O texto foi votado pelos Padres na Sessão Ordinária da Congregação de 6 de Novembro de 2006, e aprovado pelo Santo Padre Bento XVI na Audiência concedida ao Card. Prefeito em 7 de Dezembro de 2006.

 

Da Sede da Congregação para o Culto Divino e

a Disciplina dos Sacramentos,

em 25 de Dezembro de 2006, Solenidade do Natal do Senhor.

 

† Francis Card. Arinze

Prefeito

 

†Albert Malcolm Ranjith

Arcebispo Secretário

 

 

 

 

COMENTÁRIO

 

Os princípios conciliares sublinharam como no ano litúrgico a conotação cristológica e pascal determina também o sentido das celebrações dos Santos:

 

A Igreja inseriu também no ciclo anual a memória dos Mártires e outros Santos, os quais, tendo pela graça multiforme de Deus atingido a perfeição e alcançado a salvação eterna, cantam hoje a Deus no céu o louvor perfeito e intercedem por nós. Ao celebrar o «dies natalis» (dia da morte) dos Santos, proclama o mistério pascal realizado na paixão e glorificação deles com Cristo, propõe aos fiéis os seus exemplos, que conduzem os homens ao Pai por Cristo, e implora pelos seus méritos as bênçãos de Deus (Sacrosanctum Concilium, n. 104).

 

Se nos Santos resplandece a luz pascal de Cristo morto e ressuscitado, a sua presença no decurso do ano litúrgico deve ser distribuída de modo que fique sempre bem visível a fonte da qual alcançam o esplendor da santidade; em tal sentido, portanto,

 

para que as festas dos Santos não prevaleçam sobre as festas que recordam os mistérios da salvação, muitas delas ficarão a ser celebradas só por uma Igreja particular ou nação ou família religiosa, estendendo-se apenas a toda a Igreja as que festejam Santos de inegável importância universal (Sacrosanctum Concilium, n. 111).

 

As numerosas beatificações e canonizações celebradas nestes últimos anos pelo Sumo Pontífice têm evidenciado concretamente as múltiplas manifestações da santidade da Igreja. Elas têm determinado também um aumento das celebrações dentro dos calendários próprios e um incremento delas também no Calendário Romano geral, enriquecido pela inserção de Santos de Países de recente evangelização. Nesta situação o número de dias livres é limitado. Além disso, um Calendário Romano Geral com poucos dias livres torna difícil a correcta compilação dos calendários particulares. Teria, além do mais, também o efeito de restringir as ocasiões, no tempo comum, de poder celebrar a tradicional memória de Santa Maria ao sábado. Por isso, será difícil para o futuro fazer ulteriores inserções, senão aplicando rigorosamente alguns critérios.

Recorda-se que a comemoração dos Santos não inscritos no Calendário Romano Geral, mas referidos no Martirológio Romano, pode ser feita segundo o indicado na Institutio Generalis Missalis Romani, nn. 335 b e c, e nos Praenotanda do mesmo Martirológio.

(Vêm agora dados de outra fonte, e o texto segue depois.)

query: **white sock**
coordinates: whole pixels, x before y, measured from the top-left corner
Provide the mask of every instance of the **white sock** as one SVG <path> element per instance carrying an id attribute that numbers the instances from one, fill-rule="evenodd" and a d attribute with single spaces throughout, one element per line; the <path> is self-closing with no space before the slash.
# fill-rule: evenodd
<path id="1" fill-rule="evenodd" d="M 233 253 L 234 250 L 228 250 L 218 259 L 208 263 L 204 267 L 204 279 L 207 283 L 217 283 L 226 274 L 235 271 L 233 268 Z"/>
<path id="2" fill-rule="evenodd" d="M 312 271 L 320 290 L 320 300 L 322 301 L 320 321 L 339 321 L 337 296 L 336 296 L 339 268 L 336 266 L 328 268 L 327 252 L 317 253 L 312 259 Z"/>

Portanto, a Congregação para o Culto Divino e a Disciplina dos Sacramentos considerou necessário formular alguns critérios e normas para a inserção das celebrações de Santos no Calendário Romano Geral, de tal maneira que não seja alterado o equilíbrio desejado pela Sacramentum Concilium e pela reforma do Calendário, bem como o carácter universal deste último.

Tendo em conta as normas precedentes e a situação actual do Calendário, precisam-se aqui em seguida critérios respeitantes à representatividade geográfica, à actualidade da mensagem de um Santo ou de uma Santa, à progressão na extensão do seu culto.

Procura-se também explicitar a participação dos Bispos e das Conferências dos Bispos no procedimento de inserção de um Santo ou de uma Santa no Calendário Geral, o seu discernimento pastoral e a sua competência para apresentar a petição à Sé Apostólica.

Compete à Congregação para o Culto Divino e a Disciplina dos Sacramentos apreciar as condições expostas na petição, indicar o grau litúrgico e apresentar a petição ao Santo Padre.

 

 

 



* Notificação e comentário publicados em Notitiae, 43 (2006), 483-484 (Nov-Dez), pp. 618-621).